Fred and I planned a two week long motorcycle trip with friends. Since I would be riding on the back of the bike for long hours each day, I thought, "What a wonderful time to devote lots of meditation and thought to this problem of being present!" I set my intention for the trip to be the contemplation of "Being Present in my Body" and off we rode on motorcycles loaded with camping and camera gear. I spent the first two days of the ride contemplating the concept of presence and thinking about being present and how I would be able to tell if I was and so on. The second night out; seven hundred and fifty miles from home camping beside a river in Idaho, I didn't see a pothole in the road in the dark and I fell, badly spraining my ankle. By the time the guys had helped me back to camp, my ankle was so swollen you couldn't even see my ankle bone. As mentioned earlier, I've done a lot of falling and ankle spraining, so I know a bad sprain when I feel one and this one was BAD. Last time I had sprained my ankle this badly, I spent six weeks on crutches. I crawled off into the tent, feeling very miserable and sorry for myself. All I could think of was that I wouldn't even be able to get back on the bike in the morning, let alone ride all day. I thought, "They'll have to throw me over the bike like a saddle bag and haul me into town and send me home on the bus. I've just ruined the trip for everyone."

By morning, through a combination of Shamanic Journey and Reiki, I was at least improved enough to be able to get on the bike. The decision was made to camp for a few days at a campground beside the Snake River, which was only about twenty miles away and make short day trips from there to give me some time to recuperate and keep my ankle elevated. Through a combination of Reiki, soaking in the icy water of the Snake River and a tube of Traumeel that Maggie had in her backpack, my ankle improved at an amazing rate. We planned our trip home as a series of short hops from campground to campground. It turned out that everyone in the group enjoyed the slower pace more than the long hauls that had gotten us to northern Idaho from Denver in two days on the trip up, so that worked out well. By the time we were halfway through Wyoming, I was hobbling around camp pretty well.

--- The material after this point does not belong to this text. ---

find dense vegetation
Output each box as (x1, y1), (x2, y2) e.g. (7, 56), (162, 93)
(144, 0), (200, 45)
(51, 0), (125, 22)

One morning, we were camped in a mountain canyon alongside a roaring creek. It had rained during the night and the light was just magical. The wild flowers were in full bloom and the morning was absolutely glorious. I grabbed my camera and determined to get out and get a few pictures. As I walked along the trail, I discovered that if I placed my feet very carefully with each step, I could walk without pain and without limping. Since I knew I wouldn't be able to walk far, this hike wasn't about "a destination". I would take a few careful steps, then stop to look around and drink in what I could see…. The raindrops sparkling in the morning sun on the tips of the leaves, a little cloud of gnats circling in a sunbeam over the trail, the dappled sunlight striking a cluster of horsetail ferns at the creek side. Suddenly I realized that I was totally present in my body. Every movement was conscious and aware. I was totally focused on my surroundings and the physicality of my body acting in those surroundings. If I didn't pay attention, I'd misstep and my ankle would hurt, so I was walking in complete concentration, then stopping to take in my surroundings so I wouldn't miss anything of the glory of the morning.

Then I had to stop and laugh. It would take someone totally trapped in their head to make such a complex intellectual exercise out of being present. It was all so totally and completely simple. Lion had been right all along.